Jess Shannon Posted 14 hours ago Posted 14 hours ago We're building an extension on to an old cottage, stone footings are about 300-350mm below floor level. I've been talking to a couple of companies that supply these (KORE and Isoquick). They're saying the engineer needs to detail the junction and the engineer is asking for details from them. I've sketched this up as how I think it might work. Isoquick said to just cut their foundation to fit. I've added some cork in at the edge but I'm wondering if that should continue down further so if there's any movement it's not straight onto the rigid insulation, or does that not matter? I'm not quite sure how it would work at the thickenings on the out edge of the slab, should we slope the insulation up?
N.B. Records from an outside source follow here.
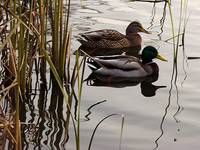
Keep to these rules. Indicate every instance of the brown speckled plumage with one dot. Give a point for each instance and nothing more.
(112, 39)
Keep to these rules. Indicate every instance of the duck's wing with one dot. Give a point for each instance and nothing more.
(122, 63)
(107, 34)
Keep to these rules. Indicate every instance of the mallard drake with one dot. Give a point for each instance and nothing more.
(124, 66)
(111, 39)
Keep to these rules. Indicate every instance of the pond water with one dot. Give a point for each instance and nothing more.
(168, 119)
Nickfromwales Posted 14 hours ago Posted 14 hours ago As you’ve drawn it seems fine, but unless this is a 200mm raft because load bearing intermediate walls are landing on it, then go for more insulation and a thinner slab? I assume you’ve omitted DPM/DPC for simplicity? Lose the cork, and replace with 30mm PIR insulation. Cork is hygroscopic and friable.
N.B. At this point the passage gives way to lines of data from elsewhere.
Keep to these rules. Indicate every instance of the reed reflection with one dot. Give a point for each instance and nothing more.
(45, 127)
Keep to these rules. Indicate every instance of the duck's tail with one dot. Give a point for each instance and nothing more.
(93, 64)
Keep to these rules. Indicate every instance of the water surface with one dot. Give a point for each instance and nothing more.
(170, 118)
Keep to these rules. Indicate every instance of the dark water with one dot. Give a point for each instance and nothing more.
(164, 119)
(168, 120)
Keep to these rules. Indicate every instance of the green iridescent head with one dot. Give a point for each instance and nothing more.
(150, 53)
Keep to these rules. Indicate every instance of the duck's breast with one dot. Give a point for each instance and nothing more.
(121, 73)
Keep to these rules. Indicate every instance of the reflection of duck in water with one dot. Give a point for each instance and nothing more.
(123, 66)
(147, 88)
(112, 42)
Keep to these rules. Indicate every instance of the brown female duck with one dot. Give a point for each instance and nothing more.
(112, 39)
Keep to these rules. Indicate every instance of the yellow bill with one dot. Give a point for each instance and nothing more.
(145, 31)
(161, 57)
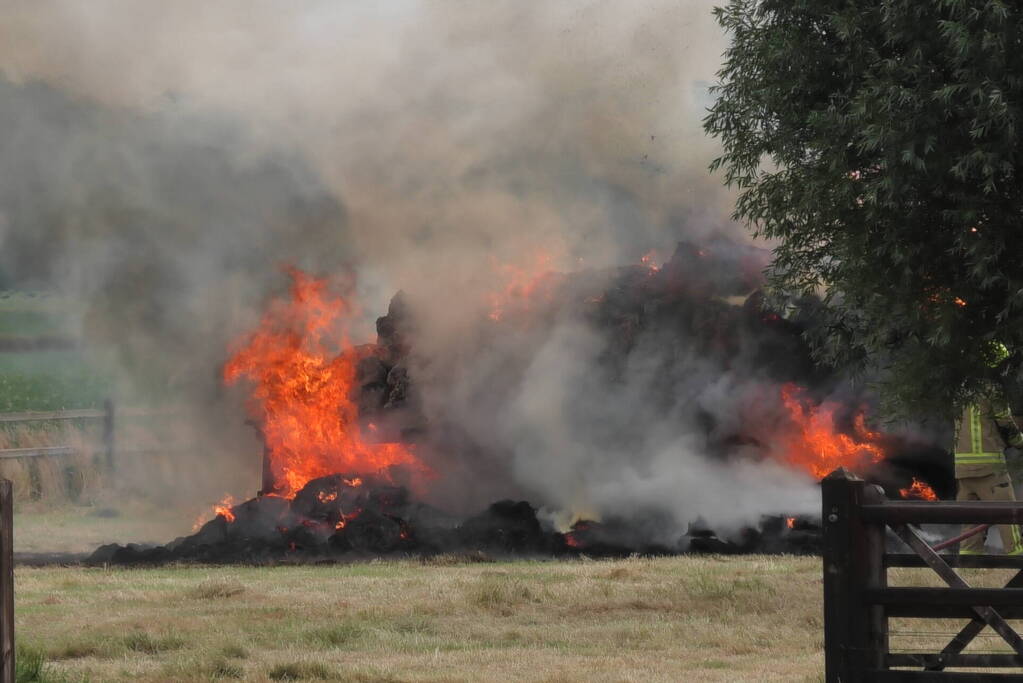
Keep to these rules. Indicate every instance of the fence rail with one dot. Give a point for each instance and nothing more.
(858, 601)
(106, 414)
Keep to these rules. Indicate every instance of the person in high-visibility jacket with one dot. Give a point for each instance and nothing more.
(983, 433)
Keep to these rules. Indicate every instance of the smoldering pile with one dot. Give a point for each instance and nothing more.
(699, 300)
(347, 518)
Mike Posted 13 hours ago Posted 13 hours ago If there is no DPC in the wall - I'd guess there isn't - then if you block the moisture in the ground from escaping due to impermeable insulation or a DPM, it will tend to escape through the wall where it may cause a build-up of salts in the wall / plaster. I'd therefore be thinking about choosing the right hand side of your sketch but using limecrete in place of concrete. This isn't something that I've been involved with, but there are some pointers & further links at https://www.greenspec.co.uk/building-design/limecrete-floors-for-old-buildings/ You'll also need to convince your BCO.
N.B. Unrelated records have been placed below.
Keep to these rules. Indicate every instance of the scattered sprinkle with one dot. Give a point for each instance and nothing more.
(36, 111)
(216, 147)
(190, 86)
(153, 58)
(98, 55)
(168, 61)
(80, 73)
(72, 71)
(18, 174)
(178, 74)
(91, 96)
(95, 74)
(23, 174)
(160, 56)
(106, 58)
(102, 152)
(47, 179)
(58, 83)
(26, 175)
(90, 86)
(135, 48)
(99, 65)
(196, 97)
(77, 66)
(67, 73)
saveasteading Posted 11 hours ago Posted 11 hours ago I don't understand your drawing, lovely as it is, because i don't see how the old cottage relates. Or are you digging out the old floor? 1 hour ago, Mike said: You'll also need to convince your BCO. Quite so. You'll need a detailed design from an SE, otherwise the bco will want the new bit built to current regs. 1
Gus Potter Posted 4 hours ago Posted 4 hours ago 9 hours ago, Jess Shannon said: We're building an extension on to an old cottage, stone footings are about 300-350mm below floor level. I do like your idea of foam glass. I've designed using this and in the right application it's fantastic stuff. How ever.. I'm very sceptical about how folk get different work packages and don't coordinate the design. You have to get your head around this. KORE etc are not here to do complex details for you or take on extra design liability, they are there to sell their product. Here is a thing I would want to understand more about. You show the soil under the existing stone wall at an angle of about 45 degrees. If that is clay then it is going to dry out and shrink like fury. If it's gravel then you will disturb it, it may fail suddenly during the build. Also you are reducing the "confining, call that a confining pressure" load above the level of the foundation by introducing lighter weight material. In other words, the soil around the found is to some extent stopped from squeezing upwards by the soil at the moment. But now you are reducing that load. The best advice I can give you is to take on board the concept but think about how the ground is going to behave, builders being rough and so on. There are far too many idealist thermal details on BH and few that understand the soil and how you build off that. You should discuss this with your SE, even if you have to pay them a bit more.